Common illnesses


Just like us, horses fall ill sometimes, and some are more susceptible to illness than others. Learn to read your horse's signs, that way you will quickly spot when something is wrong and provide treatment.


Colic is a general term for abdominal pain. If your horse suffers from colic, you will often notice that it is acting anxious, scraping its front hooves, lifting its hind hooves and looking at its abdomen, and that it lies down to roll repeatedly. If you suspect colic, remove all feed and try to get your horse to move around. Lead or lunge it lightly, this may get the intestines going. If the pain does not go away, or if your horse is suffering, do not hesitate to call a veterinarian. Before you make the call, if it is not an emergency, it may be helpful to check the heart rate/pulse, mucous membranes, bowel sounds (a quiet abdomen is not a good sign), temperature and droppings. If your horse is too anxious to take the pulse and temperature, you should leave it. The risk of an accident is too great.

You may prevent colic by:

  • Free access to water
  • Regular exercise
  • Good feed hygiene
  • Well-soaked beet pulp and flax seed porridge may have a positive effect on the intestinal functions
  • Regular parasite checks
  • Regular dental checks

Tying-up syndrome (or Exertional Rhabdomyolysis)

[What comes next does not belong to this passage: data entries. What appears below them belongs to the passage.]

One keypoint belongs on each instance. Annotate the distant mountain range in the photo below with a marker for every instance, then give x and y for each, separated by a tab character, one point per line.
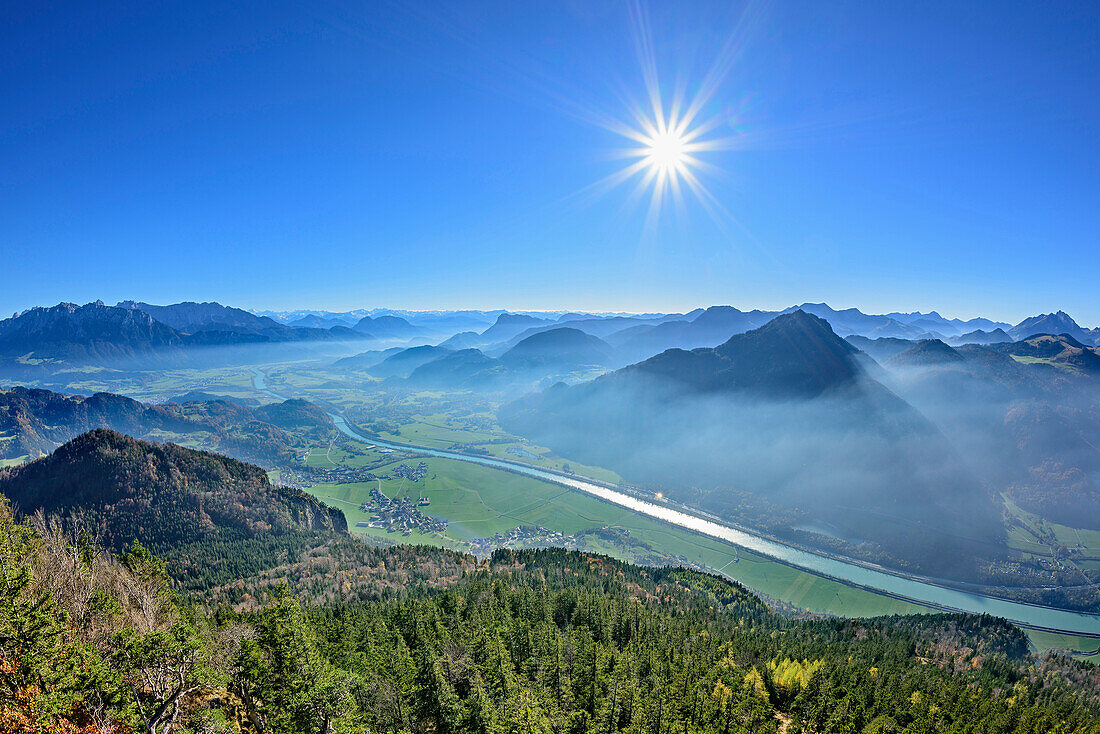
140	336
787	413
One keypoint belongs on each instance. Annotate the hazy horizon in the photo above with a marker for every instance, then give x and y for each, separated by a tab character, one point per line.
429	157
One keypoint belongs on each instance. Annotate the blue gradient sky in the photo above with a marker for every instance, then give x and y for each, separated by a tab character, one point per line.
344	155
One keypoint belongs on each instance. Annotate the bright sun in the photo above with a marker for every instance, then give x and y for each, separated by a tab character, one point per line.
667	152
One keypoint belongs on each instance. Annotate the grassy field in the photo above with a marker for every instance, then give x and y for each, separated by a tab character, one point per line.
1046	641
481	501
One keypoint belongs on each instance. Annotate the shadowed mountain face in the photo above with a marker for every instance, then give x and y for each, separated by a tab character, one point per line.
978	337
404	362
213	324
562	348
1060	351
508	326
78	333
465	369
784	414
36	422
163	494
211	517
130	337
928	351
1058	322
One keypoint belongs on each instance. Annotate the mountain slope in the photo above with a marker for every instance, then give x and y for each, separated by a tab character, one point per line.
978	337
1053	324
34	422
90	332
508	326
166	496
560	348
708	328
213	324
404	362
782	415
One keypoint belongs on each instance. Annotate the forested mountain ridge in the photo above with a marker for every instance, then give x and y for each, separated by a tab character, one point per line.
213	517
35	422
535	642
782	424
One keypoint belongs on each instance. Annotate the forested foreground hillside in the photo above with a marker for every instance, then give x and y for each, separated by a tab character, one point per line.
534	642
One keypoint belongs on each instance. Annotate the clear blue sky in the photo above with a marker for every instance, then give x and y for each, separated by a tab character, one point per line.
933	155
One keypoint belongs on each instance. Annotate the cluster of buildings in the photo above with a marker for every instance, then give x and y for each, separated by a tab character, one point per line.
523	537
306	477
399	515
404	471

Tying-up presents as the horse becoming stiff and unwilling to move, sweats, tenderness and palpitations in the muscles of the hind legs, a red tint of the urine as well as an increased breathing rate and pulse. A horse that is not regularly exercised/trained, or which gets the same food rations during rest periods and training runs a greater risk of suffering tying-up. Symptoms present when the horse starts working again after a period of rest. As soon as you suspect tying-up syndrome you should let the horse rest, put a rug on it and keep the muscles warm, offer it water and if it lies down, let it be and make its bed as soft as possible. Contact your veterinarian for advice and possibly treatment.

You may prevent tying-up syndrome by:

  • Regular exercise
  • Reviewing and planning feed rations carefully and cutting them down during rest periods. 
  • Possibly give supplements of selenium, vitamin E and B. Be careful not to give too much selenium and vitamin E however.

Founder (or Laminitis)

Founder causes inflammation in the hooves, which is very painful. The horse will be reluctant to move, and the hooves will feel warm, especially the front hooves. You can also feel a stronger pulse by the fetlock.

There are three known causes of founder:

  • Birth-related The afterbirth has not been eliminated but instead remains and causes a uterus infection that affects blood circulation in the hooves..
  • Strain-related A horse that has been lame for a longer period of time runs a risk of founder in the healthy, opposite leg because it has not been able to rest this leg.
  • Feed-related The most common form of founder is feed-related. It may be brought about by a too sudden change in feed; you should accustom your horse to a new feed over at least two weeks, which also applies to summer pasture. The horse may have been given feed that is too concentrated; it is important to regulate the rations during periods of rest or less intensive training.

If you suspect that your horse suffers from founder, you should let it stand inside on a soft and dry floor, remove all concentrate feed, keep the legs cool and contact a veterinarian. It is of vital importance that your horse is seen by a veterinarian as soon as possible.


A stumble can lead to a serious sprain, with symptoms like heat, swelling and lameness. Joints and tendons may be overexerted, which can cause lameness. Fractures are not very common in horses. The may be complex and therefore difficult to treat.

If your horse becomes suddenly lame, start by checking the hoof to make sure nothing is stuck in it. Feel along the legs for heat, swelling or tenderness.

If the horse is only slightly lame, let it rest and check for deterioration over a few days. If it gets worse, or if it is very lame and perhaps unwilling to stand on the leg, you need to contact a veterinarian.